I recently some changes to my personal book hoard, and culled three boxes of books from the stacks. I decided to get rid of all the books I've read that I do not want to read again. That helped. But it also hurt to say goodbye to these objects. I'm tech-positive in so many ways, but like so many writers and readers, I am in love with the physical presence of books, and I have a hard time getting rid of them. A hard time embracing Kindle, and hard drives.

To make myself feel better, as I was sorting through the books I would let go, I decided to make another stack of books that I would never let go, that I would fetishize in the extreme. I made my inspiration shelf of books I've read that motivate me to write, a little shrine to their actual selves, a space for them to take up unapologetically in the world. If I must be mortal and my reading experience must be finite, then let's make it exquisitely finite, limit my great books to one shelf only. These are the books that are important to my life, at least, right now.

Here's my list, in no particular order. For some, it's the scope of the book. For some, it's the daring. The personal connection. The theme. The innovation. For a few it's just the time it was in my life, and how much it affected me. This is not a list of great books, or a list of personal favorites, but these are the books I can look at and feel something in me reaching. So, it varies:

Moby Dick by Herman Melville. The very copy I first read in high school. I have read it maybe 20 times, and in this copy I can see all my teenage notes.

House of Seven Gables by Nathaniel Hawthorne.

His Dark Materials Trilogy by Phillip Pullman.

Lord of the Rings Trilogy by J.R.R. Tolkien.

Jonathan Strange and Mr. Norrell by Susanna Clarke

Penrod by Booth Tarkington. A book I read again and again when I was a child, before I understood the irony, before I understood racism at all.

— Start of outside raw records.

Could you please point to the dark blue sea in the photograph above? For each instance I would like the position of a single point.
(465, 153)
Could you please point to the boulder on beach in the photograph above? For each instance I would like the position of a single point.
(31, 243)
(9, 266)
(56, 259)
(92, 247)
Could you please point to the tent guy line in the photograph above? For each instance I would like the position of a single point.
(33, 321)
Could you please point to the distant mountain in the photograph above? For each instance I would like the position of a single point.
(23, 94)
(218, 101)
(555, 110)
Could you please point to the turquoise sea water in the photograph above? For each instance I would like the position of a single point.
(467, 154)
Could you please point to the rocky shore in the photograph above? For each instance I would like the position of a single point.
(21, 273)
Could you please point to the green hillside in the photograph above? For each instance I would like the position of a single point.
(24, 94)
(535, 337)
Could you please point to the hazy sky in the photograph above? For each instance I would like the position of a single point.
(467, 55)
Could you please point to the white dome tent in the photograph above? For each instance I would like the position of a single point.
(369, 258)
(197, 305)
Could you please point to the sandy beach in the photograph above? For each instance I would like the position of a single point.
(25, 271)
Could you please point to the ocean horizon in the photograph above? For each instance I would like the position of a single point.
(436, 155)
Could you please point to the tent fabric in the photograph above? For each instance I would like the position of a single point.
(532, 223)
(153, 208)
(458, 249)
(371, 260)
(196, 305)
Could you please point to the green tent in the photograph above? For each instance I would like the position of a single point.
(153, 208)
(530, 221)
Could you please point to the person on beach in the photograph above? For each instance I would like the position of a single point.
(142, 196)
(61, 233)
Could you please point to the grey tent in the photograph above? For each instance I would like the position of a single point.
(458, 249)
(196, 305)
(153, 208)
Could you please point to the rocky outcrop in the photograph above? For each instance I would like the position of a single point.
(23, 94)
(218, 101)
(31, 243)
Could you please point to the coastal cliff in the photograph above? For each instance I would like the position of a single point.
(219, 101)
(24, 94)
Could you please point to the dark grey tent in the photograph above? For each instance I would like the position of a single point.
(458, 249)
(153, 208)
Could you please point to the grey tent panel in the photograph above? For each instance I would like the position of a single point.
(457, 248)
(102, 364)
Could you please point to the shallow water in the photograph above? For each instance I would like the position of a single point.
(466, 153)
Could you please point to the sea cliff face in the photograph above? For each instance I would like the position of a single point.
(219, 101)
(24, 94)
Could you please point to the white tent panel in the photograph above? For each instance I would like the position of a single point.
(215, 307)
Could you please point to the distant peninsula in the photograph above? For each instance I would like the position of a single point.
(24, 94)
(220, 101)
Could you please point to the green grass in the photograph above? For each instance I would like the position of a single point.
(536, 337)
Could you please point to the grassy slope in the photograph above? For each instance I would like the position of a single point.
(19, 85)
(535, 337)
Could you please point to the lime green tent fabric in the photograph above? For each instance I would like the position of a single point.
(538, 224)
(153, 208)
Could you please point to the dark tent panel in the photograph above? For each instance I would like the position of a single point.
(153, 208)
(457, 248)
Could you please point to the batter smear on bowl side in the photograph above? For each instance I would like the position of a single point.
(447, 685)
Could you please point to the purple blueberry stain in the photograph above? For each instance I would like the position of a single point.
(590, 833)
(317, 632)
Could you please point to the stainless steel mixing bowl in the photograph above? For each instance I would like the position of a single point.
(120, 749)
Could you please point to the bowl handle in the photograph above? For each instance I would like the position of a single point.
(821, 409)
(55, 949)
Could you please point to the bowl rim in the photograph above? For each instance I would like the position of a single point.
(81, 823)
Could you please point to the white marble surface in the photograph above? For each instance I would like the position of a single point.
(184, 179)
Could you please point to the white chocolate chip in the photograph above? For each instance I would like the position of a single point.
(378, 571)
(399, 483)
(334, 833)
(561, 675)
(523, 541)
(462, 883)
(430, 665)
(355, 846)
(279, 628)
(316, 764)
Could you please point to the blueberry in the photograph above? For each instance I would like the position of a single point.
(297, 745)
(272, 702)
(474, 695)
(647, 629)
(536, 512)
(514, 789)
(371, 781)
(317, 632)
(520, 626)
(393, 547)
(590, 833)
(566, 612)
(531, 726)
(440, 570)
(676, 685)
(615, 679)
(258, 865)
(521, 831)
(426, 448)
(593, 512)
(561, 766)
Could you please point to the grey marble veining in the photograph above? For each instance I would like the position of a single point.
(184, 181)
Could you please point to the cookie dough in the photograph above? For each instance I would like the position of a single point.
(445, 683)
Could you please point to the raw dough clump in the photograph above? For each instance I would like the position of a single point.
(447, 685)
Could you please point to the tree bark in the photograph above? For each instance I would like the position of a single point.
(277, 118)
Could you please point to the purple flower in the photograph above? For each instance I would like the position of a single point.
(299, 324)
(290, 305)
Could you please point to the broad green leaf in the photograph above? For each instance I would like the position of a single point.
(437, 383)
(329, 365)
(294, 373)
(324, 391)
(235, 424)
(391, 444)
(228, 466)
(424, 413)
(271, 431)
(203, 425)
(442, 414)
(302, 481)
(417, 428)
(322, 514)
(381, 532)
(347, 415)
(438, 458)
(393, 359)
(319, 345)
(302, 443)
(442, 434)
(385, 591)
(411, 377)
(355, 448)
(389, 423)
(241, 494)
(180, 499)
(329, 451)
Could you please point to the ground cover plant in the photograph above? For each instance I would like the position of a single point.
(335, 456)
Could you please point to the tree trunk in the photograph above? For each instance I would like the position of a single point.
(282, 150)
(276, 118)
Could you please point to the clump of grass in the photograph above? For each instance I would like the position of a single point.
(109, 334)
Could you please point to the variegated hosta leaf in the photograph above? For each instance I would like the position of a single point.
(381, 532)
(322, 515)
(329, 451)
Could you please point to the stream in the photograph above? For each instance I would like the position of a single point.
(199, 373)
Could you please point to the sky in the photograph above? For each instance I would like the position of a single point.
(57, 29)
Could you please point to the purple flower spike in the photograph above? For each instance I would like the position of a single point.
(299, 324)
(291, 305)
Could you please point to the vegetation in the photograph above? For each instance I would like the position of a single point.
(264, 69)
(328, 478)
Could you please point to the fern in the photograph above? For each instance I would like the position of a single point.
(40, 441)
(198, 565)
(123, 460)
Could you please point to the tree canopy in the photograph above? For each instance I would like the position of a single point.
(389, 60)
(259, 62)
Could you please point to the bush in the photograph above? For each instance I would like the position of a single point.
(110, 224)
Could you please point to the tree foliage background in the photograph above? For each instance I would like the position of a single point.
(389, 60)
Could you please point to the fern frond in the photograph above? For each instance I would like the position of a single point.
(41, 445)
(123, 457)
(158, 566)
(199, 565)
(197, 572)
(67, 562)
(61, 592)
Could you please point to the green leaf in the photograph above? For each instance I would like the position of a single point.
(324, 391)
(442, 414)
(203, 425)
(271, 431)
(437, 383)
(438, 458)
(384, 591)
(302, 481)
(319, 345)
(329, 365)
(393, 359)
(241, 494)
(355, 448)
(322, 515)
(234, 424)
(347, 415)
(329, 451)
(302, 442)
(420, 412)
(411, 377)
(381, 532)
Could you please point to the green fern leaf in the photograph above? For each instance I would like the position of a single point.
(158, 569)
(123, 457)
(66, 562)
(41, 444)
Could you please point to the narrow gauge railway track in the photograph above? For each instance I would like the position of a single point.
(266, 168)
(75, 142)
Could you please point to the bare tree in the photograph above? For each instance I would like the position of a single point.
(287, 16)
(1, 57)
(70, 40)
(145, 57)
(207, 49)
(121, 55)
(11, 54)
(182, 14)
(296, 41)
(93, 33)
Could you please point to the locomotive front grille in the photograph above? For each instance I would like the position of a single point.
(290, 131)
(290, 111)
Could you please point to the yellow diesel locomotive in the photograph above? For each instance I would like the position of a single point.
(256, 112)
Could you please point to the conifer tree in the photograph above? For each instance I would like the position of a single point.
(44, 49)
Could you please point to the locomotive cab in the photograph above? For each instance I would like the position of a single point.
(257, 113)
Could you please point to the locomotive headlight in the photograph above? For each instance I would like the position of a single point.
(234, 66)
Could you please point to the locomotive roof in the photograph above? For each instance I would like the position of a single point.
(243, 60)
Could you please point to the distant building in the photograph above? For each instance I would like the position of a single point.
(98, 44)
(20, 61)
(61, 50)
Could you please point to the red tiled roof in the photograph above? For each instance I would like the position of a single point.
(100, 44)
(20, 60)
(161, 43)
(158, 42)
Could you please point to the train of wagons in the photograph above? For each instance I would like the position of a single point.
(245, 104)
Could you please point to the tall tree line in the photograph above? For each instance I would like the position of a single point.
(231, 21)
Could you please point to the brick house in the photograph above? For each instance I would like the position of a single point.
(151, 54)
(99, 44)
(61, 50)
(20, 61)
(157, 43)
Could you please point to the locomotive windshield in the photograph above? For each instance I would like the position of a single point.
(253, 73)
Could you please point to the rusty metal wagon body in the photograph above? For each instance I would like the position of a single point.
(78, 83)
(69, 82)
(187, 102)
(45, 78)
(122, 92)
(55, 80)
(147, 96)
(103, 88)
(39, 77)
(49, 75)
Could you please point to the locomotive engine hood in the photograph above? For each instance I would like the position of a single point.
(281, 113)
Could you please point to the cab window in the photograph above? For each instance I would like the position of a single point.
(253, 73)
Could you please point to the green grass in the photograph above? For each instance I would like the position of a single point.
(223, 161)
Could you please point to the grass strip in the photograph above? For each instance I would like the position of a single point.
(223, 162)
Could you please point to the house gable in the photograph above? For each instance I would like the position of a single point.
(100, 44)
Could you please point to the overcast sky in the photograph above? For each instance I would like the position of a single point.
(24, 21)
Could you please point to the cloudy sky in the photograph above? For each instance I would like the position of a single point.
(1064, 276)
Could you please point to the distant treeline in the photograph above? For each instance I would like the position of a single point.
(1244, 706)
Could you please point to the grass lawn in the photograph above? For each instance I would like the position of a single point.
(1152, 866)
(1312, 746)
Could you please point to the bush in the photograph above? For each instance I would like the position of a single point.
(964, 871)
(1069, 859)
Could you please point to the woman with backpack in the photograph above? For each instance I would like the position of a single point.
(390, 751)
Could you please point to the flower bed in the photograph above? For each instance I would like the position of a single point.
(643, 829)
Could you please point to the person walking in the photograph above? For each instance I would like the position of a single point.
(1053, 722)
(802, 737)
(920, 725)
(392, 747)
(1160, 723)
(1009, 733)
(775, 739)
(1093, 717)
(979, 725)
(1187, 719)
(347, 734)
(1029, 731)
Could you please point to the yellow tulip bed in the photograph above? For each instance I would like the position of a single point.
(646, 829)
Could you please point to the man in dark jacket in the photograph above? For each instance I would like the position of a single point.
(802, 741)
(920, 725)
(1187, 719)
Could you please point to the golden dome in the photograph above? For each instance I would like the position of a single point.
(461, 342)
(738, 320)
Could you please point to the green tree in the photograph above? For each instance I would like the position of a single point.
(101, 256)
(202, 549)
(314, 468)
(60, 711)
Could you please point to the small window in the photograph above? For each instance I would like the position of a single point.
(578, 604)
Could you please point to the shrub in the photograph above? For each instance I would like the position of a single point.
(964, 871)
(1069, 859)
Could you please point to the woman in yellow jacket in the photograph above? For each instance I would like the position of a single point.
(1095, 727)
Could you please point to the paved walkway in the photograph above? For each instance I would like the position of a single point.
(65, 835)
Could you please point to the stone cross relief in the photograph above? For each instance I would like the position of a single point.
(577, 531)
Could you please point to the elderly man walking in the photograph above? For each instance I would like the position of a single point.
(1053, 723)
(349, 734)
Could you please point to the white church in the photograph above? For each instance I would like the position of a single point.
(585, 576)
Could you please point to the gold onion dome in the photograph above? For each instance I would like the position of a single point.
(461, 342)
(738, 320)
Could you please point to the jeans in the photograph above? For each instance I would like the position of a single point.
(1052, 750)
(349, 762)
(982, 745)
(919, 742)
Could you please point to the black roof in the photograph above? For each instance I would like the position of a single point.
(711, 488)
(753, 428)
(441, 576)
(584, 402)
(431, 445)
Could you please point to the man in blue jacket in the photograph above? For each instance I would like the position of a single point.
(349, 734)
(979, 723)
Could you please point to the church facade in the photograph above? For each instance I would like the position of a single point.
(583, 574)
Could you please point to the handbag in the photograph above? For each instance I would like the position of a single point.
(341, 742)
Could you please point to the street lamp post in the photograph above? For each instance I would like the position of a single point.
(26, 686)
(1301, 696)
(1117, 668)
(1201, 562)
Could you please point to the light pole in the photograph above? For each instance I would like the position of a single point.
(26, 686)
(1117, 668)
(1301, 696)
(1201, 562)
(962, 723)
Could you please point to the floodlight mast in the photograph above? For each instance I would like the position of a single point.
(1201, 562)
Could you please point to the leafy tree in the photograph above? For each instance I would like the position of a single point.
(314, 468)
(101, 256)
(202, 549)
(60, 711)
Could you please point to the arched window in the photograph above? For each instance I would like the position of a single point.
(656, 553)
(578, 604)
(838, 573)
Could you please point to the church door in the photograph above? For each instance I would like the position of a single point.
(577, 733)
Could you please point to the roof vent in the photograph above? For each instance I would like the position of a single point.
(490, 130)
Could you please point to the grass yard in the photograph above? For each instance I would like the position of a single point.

My Horse and Other Stories by Stacey Levine

You're a Bad Man Aren't You by Susannah Breslin\

Between Georgia by Joshilyn Jackson

The Rainbow by D.H. Lawrence

Tess of the D'Urbervilles by Thomas Hardy

Geek Love by Katherine Dunn

Observatory Mansions by Edward Carey

The Intuitionist by Colson Whitehead

The Most of P.G. Wodehouse

We the Living by Ayn Rand

A Room of One's Own by Virginia Woolf

Dubliners by James Joyce

Candide by Voltaire

So, I've broken it down to these 20 volumes. If I add another, I think I should subtract one -- that's how the brain works best. My own two books are not on the shelf, but I hope my next one will be. It's what I aspire to: to write something that belongs in my brain with these.

Challenge: What's on your inspiration shelf? What one book would definitely have to be there? If you take a picture, I'd like to see.